“Yes, sir.”
“The old man is under surveillance as of an hour ago. I’m going to temporarily let you go because you cooperated. Do you skateboard?”
“What?”
His head crashed into the unyielding sun-baked polymer surface once again, hard this time. Blood spattered like July Fourth fireworks. He screamed.
“Yes, yes, goddamn, yes, I skateboard. Please don’t hurt me!”
“Then it’s too bad you fell off your skateboard,” I said. “Don’t go back to the old man’s house. You’ll go to jail and you’ll be tried as an adult, then you’ll go to prison. I’ll make sure the prison gangs know you were a snitch, and by the time they finish passing your virgin asshole around…”
Out of his rapidly swollen face, he looked at me with growing terror.
“Don’t go back to Moretti’s house. Don’t contact him. All his phones are tapped. Don’t say anything to your buddies. We’re watching them, too. This is a big case for the feds and they don’t give a shit who your parents are.”
He tried to nod vigorously but it hurt too much. He kept saying “yes” until I told him to shut up.
I ordered him to lean forward and unlocked the handcuffs. They had left no cuts or bruises on his wrists. He put a wad of McDonald’s paper napkins I gave him up to his nose.
“Now get the fuck out and walk. And thank you for your cooperation.”
26
I used surface streets to return home. The stop-and-go gave me time to assess new information. Sal “the Bug” Moretti—Judson Lee—in Chandler, comfortably relocated thanks to our tax dollars, and now running new criminal enterprises. Selling black-tar heroin to affluent high-school kids. Somehow involved with the Jesus Is Lord Pawn Shop, selling guns to the cartels. This was what had showed up on our doorstep, peddling himself as an attorney with a bogus story.

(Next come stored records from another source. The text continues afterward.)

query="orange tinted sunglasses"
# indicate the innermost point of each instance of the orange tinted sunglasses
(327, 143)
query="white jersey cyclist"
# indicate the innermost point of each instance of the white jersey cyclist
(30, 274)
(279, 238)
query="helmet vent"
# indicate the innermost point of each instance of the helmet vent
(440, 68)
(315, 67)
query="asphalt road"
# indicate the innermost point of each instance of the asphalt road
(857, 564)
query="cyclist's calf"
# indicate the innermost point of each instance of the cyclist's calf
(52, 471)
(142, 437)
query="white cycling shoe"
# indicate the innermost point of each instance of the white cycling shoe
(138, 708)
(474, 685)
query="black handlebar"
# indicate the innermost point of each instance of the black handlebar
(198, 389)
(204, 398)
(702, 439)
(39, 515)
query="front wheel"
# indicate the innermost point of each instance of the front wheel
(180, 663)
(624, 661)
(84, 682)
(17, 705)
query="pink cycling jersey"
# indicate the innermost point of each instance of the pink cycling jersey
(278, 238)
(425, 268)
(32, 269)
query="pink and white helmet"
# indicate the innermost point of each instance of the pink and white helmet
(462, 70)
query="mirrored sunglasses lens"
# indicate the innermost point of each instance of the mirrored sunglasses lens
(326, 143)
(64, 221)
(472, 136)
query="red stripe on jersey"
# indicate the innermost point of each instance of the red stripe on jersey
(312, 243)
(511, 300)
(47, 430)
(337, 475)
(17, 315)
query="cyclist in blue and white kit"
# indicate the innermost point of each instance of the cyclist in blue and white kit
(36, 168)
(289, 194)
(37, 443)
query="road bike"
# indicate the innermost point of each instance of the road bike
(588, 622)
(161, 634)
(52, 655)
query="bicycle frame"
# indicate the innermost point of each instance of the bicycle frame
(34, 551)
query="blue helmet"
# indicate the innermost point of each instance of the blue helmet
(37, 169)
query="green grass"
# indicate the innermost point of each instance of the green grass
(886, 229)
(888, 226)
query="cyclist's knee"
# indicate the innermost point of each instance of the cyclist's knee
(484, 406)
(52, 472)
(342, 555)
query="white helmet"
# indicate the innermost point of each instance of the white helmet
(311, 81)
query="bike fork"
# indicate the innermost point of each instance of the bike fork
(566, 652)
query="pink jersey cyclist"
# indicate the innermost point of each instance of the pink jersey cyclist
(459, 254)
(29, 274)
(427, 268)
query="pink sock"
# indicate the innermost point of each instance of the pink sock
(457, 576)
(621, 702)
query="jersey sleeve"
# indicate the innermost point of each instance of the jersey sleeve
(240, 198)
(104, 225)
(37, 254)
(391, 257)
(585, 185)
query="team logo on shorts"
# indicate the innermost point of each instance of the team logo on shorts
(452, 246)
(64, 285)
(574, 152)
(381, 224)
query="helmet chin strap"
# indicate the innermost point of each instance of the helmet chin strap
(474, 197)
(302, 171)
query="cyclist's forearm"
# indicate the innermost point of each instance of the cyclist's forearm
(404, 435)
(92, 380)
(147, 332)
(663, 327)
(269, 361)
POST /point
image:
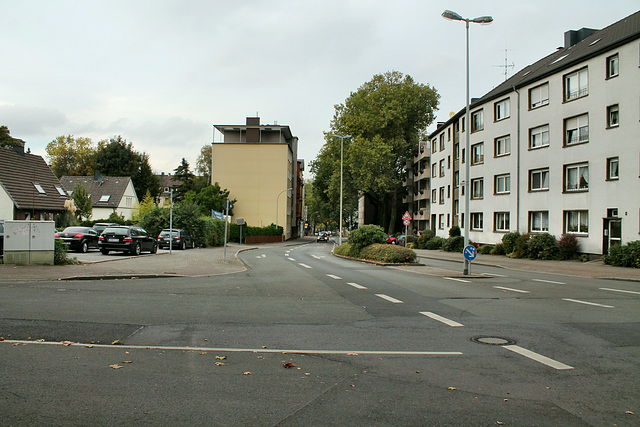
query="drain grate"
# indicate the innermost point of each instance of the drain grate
(493, 340)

Why? What was his role in the beheading of Jax Delgado? The answer ate at my insides all along the length of Baseline Road, as I passed the cheap, fake Tuscan-Spanish architecture of apartments and subdivisions, profaning the land that once held the Japanese gardens whose images so enchanted Robin. He wanted to get close to Robin. Maybe he had wanted to see how effective our defenses were. Maybe…I didn’t know.
I had let this happen.
Beyond that, it was all little things. Holden wanted to kill us that night, but Moretti had held him back? Why? Had Tom Holden been the long-rifle shooter who had taken down La Fam as we watched stupefied? What was the Bug’s angle in that killing? I cursed so long, loud, and profanely that I fogged the inside of my sunglasses.
The drive gave me time to assess new information about me. The packets of wet wipes Lindsey kept in the glove box did an adequate job of cleaning the blood off the inside of the car and my hands. But I had seen my own capacity back there with Jonathan Zachary Grady, middle-class teen drug dealer. I had enjoyed it, this darkness that had been growing in me suddenly let out into the sunlight. I kept wiping my hands long after the little cloths were dry, kept wiping them until my skin was raw.

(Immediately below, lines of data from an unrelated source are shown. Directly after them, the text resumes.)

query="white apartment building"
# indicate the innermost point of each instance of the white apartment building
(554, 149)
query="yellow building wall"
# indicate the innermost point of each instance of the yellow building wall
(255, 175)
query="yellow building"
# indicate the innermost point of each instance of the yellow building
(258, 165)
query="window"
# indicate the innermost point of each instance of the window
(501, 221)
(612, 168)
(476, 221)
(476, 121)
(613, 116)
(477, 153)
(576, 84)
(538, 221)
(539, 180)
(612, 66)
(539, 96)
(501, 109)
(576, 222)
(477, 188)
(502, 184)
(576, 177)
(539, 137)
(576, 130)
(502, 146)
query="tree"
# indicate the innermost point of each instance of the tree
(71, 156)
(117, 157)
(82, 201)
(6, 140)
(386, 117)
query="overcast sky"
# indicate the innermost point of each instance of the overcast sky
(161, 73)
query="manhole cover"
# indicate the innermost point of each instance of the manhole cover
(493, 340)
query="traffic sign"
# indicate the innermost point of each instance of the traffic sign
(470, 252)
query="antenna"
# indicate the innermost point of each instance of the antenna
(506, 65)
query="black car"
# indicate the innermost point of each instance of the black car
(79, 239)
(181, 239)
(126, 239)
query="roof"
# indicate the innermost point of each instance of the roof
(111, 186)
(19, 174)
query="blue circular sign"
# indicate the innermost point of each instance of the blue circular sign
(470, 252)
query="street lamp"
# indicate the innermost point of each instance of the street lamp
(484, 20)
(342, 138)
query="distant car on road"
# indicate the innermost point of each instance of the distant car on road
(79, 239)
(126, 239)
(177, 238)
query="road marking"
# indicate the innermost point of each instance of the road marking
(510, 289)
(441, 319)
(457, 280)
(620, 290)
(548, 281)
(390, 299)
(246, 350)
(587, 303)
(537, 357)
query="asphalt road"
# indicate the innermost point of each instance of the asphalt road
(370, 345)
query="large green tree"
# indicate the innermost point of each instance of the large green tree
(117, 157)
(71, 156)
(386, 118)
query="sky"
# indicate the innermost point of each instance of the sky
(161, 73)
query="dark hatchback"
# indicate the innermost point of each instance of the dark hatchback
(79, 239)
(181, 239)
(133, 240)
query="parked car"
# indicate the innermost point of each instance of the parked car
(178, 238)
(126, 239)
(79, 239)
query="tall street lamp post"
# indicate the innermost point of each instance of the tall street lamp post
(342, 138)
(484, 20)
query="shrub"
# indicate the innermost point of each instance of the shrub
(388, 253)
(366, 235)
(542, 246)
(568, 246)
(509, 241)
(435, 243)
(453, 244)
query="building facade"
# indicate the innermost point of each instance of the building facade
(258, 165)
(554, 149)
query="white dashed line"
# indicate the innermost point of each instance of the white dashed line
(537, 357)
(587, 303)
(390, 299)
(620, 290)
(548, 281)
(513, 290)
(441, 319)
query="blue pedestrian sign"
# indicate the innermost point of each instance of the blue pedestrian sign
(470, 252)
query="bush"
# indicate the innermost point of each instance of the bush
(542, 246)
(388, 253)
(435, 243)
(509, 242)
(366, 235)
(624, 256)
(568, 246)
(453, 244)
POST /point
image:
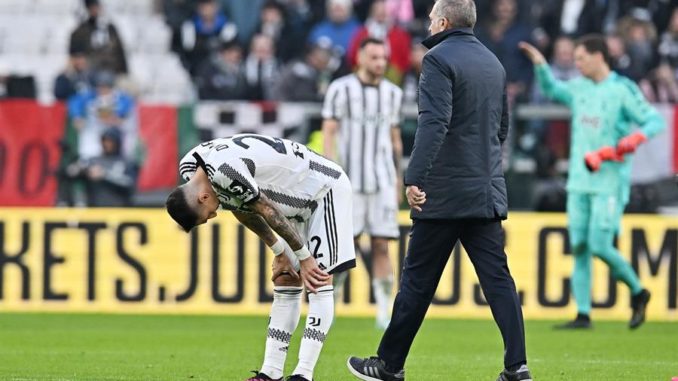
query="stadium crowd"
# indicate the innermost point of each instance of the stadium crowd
(289, 50)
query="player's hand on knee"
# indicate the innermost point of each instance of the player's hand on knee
(282, 265)
(415, 197)
(312, 275)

On Central, I turned north, crossed the canal, passed Sue’s Fashions, and took in the brown cloud hovering over the skyline. In the historic districts, everything was blooming and lovely. This was the garden city of my youth, the green oasis, what was left of it anyway. It was lost on me. I was almost home when the cell rang. It was Peralta. This time I picked up.
“How’s Casa Grande?”
“Why aren’t you answering your phone?”
“I’ve needed quiet time.”
“You’re a really crappy liar. I heard about the gunfire at your house. You need to get out of there. Come see me and gun-up.”
“No.”
The line was silent for several seconds. “Do you still have the wallet you took off the banger watching your house?”
I hesitated.
“Because he’s a DEA agent,” Peralta said.
It was eighty-five outside but I felt chill.
He continued, “Don’t start on me. I just found out myself. So don’t fuck this up. Bring me the wallet and the TEK-9.”
“I don’t have a…”
“Crappy liar, Mapstone. I need the gun back before Amy Preston sends me to Guantánamo or you murder somebody with it.”